Bug 534979 (RHQ-1722)

Summary: Way too many getAvailability threads being spawned
Product: [Other] RHQ Project Reporter: Charles Crouch <ccrouch>
Component: Plugin ContainerAssignee: RHQ Project Maintainer <rhq-maint>
Status: CLOSED CURRENTRELEASE QA Contact:
Severity: medium Docs Contact:
Priority: high    
Version: unspecifiedCC: cwelton, hbrock, jshaughn, mazz
Target Milestone: ---Keywords: SubBug
Target Release: ---   
Hardware: All   
OS: All   
URL: http://jira.rhq-project.org/browse/RHQ-1722
Whiteboard:
Fixed In Version: 1.4 Doc Type: Bug Fix
Doc Text:
Story Points: ---
Clone Of: Environment:
Last Closed: 2014-05-05 11:18:58 EDT Type: ---
Regression: --- Mount Type: ---
Documentation: --- CRM:
Verified Versions: Category: ---
oVirt Team: --- RHEL 7.3 requirements from Atomic Host:
Bug Depends On:    
Bug Blocks: 565628, 741450    
Attachments:
Description Flags
blocking_thread_dump.txt
none
server.log.zip none

Description Charles Crouch 2009-03-04 15:38:00 EST
Due to the locking problem described here: https://jira.jboss.org/jira/browse/JBAS-6546, carrying out certain operations on the JBAS5 plugin will block, e.g. when deleting a datasource.
In this case if you do a threaddump of the JVM (this is through the embedded console so it contains the JBAS instance being monitored plus the plugin container) you will see a large number of threads blocked calling

org.rhq.plugins.jbossas5.ManagedDeploymentComponent.getAvailability(ManagedDeploymentComponent.java:133)

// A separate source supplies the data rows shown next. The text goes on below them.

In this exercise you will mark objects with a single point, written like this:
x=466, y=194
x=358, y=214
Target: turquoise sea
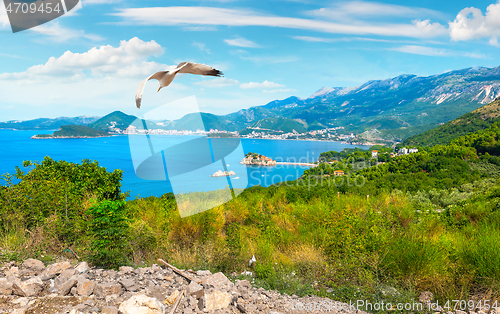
x=114, y=153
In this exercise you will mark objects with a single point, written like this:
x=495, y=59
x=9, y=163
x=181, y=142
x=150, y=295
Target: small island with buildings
x=254, y=159
x=73, y=131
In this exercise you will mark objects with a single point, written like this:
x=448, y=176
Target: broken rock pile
x=62, y=288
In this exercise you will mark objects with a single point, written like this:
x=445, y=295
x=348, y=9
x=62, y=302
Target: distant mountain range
x=479, y=119
x=395, y=108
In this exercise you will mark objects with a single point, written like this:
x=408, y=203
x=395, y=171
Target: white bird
x=166, y=77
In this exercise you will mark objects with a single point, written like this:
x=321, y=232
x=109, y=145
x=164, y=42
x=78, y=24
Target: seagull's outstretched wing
x=140, y=89
x=197, y=68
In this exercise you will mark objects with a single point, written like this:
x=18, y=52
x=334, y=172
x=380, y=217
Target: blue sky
x=90, y=61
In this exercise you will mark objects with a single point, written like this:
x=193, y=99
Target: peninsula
x=255, y=159
x=73, y=131
x=221, y=173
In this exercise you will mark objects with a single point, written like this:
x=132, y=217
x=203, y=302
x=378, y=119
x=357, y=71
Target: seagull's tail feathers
x=215, y=72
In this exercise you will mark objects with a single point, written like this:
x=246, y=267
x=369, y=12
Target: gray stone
x=195, y=290
x=28, y=288
x=65, y=288
x=203, y=273
x=216, y=300
x=426, y=297
x=63, y=277
x=109, y=310
x=156, y=292
x=141, y=304
x=82, y=267
x=85, y=288
x=32, y=267
x=128, y=284
x=5, y=286
x=103, y=289
x=53, y=270
x=217, y=280
x=125, y=270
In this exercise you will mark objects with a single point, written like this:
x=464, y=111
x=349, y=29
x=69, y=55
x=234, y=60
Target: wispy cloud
x=232, y=17
x=216, y=83
x=241, y=42
x=470, y=23
x=4, y=19
x=58, y=33
x=434, y=52
x=127, y=60
x=346, y=39
x=201, y=46
x=363, y=9
x=314, y=39
x=279, y=90
x=265, y=84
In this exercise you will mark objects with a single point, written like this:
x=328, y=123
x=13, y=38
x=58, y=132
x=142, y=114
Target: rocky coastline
x=254, y=159
x=35, y=137
x=221, y=173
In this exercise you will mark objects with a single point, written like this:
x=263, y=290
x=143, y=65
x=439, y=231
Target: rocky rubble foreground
x=33, y=288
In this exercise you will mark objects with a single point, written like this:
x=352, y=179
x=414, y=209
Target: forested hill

I see currently >300 such threads on my app server. A new thread is added every few seconds. Regardless of whether our availability check hangs (which it appears to be) we should not be continually creating new threads.

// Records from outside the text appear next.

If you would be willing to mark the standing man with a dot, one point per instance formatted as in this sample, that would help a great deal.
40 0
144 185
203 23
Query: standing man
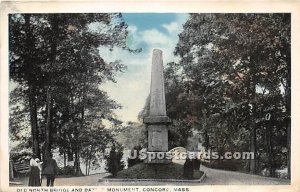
50 170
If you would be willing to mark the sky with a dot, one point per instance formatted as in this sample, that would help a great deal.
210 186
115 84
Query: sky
147 31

In the logs I'm seeing things like...

2009-03-04 13:56:42,296 DEBUG [org.rhq.core.pc.inventory.AvailabilityExecutor] (InventoryManager.availability-1) Failed to collect availability on resource Resource[id=-21, type=JBoss Service (SAR), key=vfsfile:/C:/usr/apps/jboss/jboss-5.1.0.Beta1/server/default/deploy/jsr88-service.xml, name=jsr88-service.xml, version=?] (call timed out)
2009-03-04 13:56:42,296 DEBUG [org.jboss.remoting.InvokerRegistry] (ResourceContainer.invoker.daemon-223) decremented org.jboss.remoting.transport.local.LocalClientInvoker@77075d's count, current count 2
...

2009-03-04 14:28:57,562 DEBUG [org.rhq.core.pc.inventory.AvailabilityExecutor] (InventoryManager.availability-1) Failed to collect availability on resource Resource[id=-46, type=JBoss Service (SAR), key=vfsfile:/C:/usr/apps/jboss/jboss-5.1.0.Beta1/server/default/deploy/ejb2-timer-service.xml, name=ejb2-timer-service.xml, version=?] (call timed out)
2009-03-04 14:28:57,562 DEBUG [org.jboss.remoting.InvokerRegistry] (ResourceContainer.invoker.daemon-547) decremented org.jboss.remoting.transport.local.LocalClientInvoker@77075d's count, current count 323


There are 547-223=324 threads in the dump, so it looks like every time the avail check times out a new thread is generated. In the log snippet above ResourceContainer.invoker.daemon-547 thread is not mentioned in the log anywhere before this message.
Comment 1 Charles Crouch 2009-03-04 15:41:43 EST
blocking_thread_dump.txt contains the output of the ServerInfo threaddump method
Comment 2 Charles Crouch 2009-03-04 15:47:24 EST
Could be related to RHQ-1720
Comment 3 Charles Crouch 2009-03-05 10:19:10 EST
server.log.zip is the entire server (and embedded console) log over the period when this problem was seen.
Comment 4 John Mazzitelli 2009-03-05 11:03:13 EST
More logs of interest:

2009-03-04 13:57:49,062 DEBUG [org.rhq.core.pc.inventory.ResourceContainer$ResourceComponentInvocationHandler] (InventoryManager.availability-1) Call to org.rhq.plugins.jbossas5.ManagedComponentComponent.getAvailability() with args [] timed out. Interrupting the invocation thread...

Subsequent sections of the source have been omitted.